Den Wald sich selbst zu überlassen, wie es in Bayern und aktuell auch im Harz geschieht, wäre laut Martin Rogge für NRW nicht sinnvoll: „Ohne das menschliche Eingreifen wären unsere Wälder hier längst von der Buche dominiert.“ Überhaupt sieht sich der Forstwirt als Schnittstelle zwischen dem Naturschutz und den Ansprüchen, die die Menschen an den Wald stellen. „Der Wald dient nicht nur als Erholungsort, sondern auch dem Wasserschutz. Außerdem ist er natürlich Lebensraum zahlreicher Tier- und Pflanzenarten. Die Menschen können wir dabei aber auch nicht wegdiskutieren, wir brauchen ja den Rohstoff Holz“, äußert sich Martin Rogge zur Lage. Eine Vereinbarkeit zwischen ökonomischen und ökologischen Überlegungen sieht er in nachhaltiger Planung. „Wir sind auf sich selbst regulierende Waldsysteme angewiesen. Für die Erhaltung der Natur und für das Gemeinwohl des Menschen.“

Wenn das Wasser fehlt

Wie direkt sich eine Erhöhung der Temperaturen auf die Bäume auswirkt, konnte im letzten Mastjahr 2018 beobachtet werden. In einem Mastjahr produzieren die Bäume mehr Blüten, betreiben eine maximale Samenproduktion. Dies war vor zwei Jahren bei fast allen Baumarten gleichzeitig der Fall. Doch die Blütenfülle des Frühlings wurde von der extremen Trockenheit des Sommers zum Teil zunichte gemacht: Je nach Standort der Bäume und dem für sie verfügbaren Bodenwasservorrat wurden zahlreiche noch unreife Früchte vorzeitig abgeworfen oder blieben kleiner. Die Samenmenge und -keimfähigkeit ließ stark nach, so dass die Saatenernte mancherorts sogar abgebrochen werden musste.

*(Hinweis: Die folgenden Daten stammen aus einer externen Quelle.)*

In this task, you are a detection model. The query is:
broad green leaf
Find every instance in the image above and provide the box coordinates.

Auch in 2019 hatten sich die Bäume noch nicht wieder von der anhaltenden Trockenheit erholt, die meisten Arten trugen gar keine Früchte. Der Samenernte in diesem Jahr sieht Martin Rogge aber wieder optimistisch entgegen: „Die trocken-warme Witterung gegen Mitte Juni 2019 begünstigt die Anlage von Blüten in diesem Jahr, insbesondere da im Vorjahr keine Früchte gebildet wurden. Also gibt es Grund zur Hoffnung für 2020.“

Der Experte warnt aber auch vor möglichen Engpässen: „Sollte es in diesem Jahr keine gute Saatgutversorgung geben, wird es angesichts der in den kommenden Jahren und in ganz Mitteleuropa benötigten höheren Pflanzenmengen schon eher schwierig. Das beträfe vor allem die Versorgung mit Eichen. Die sind jetzt im Klimawandel besonders gefragt.“ Leider ist das Saatgut der Eiche praktisch nicht lagerfähig.

Die Zukunft des Waldes

„Wir arbeiten mit Landwirtschaftsbehörden, Baumschulen und Saatguthändlern zusammen, mit  forstwirtschaftlichen Versuchsanstalten, Universitäten und Fachhochschulen“, zählt der Forstwirt auf, „und wirken mit an einer nachhaltigen, zukunftsfähigen Waldbewirtschaftung. Da sitzt man, wenn man sich mit Saatgut beschäftigt, direkt an der Basis.“ Besonders stolz ist Martin Rogge darauf, dass es dem Forstamt gelungen ist, dass auch seltenerer Baumarten wie Wildobstbäume, Eiben, Schwarzpappeln oder Wacholder wieder Beachtung finden und dass das Bewusstsein für den Wert von Mischbeständen gestiegen ist.

Und wie wird es mit dem Arnsberger Wald weiter gehen? „Der Wald wird sich verändern!“, da ist sich der Experte sicher. „Das ist ja das Schöne, dass sich die Natur an Umweltveränderungen anpassen kann. Das muss sie ja, sie kann ja nicht weglaufen. Und das ist auch eine Chance: Der Wald wird es schaffen!“

„Das ist ja das Schöne, dass sich die Natur an Umweltveränderungen anpassen kann. Das muss sie ja, sie kann ja nicht weglaufen.“ (Martin Rogge)

Wir können in keine Glaskugel schauen, aber wir versuchen, unsere Wälder auf künftige Klimaveränderungen vorzubereiten.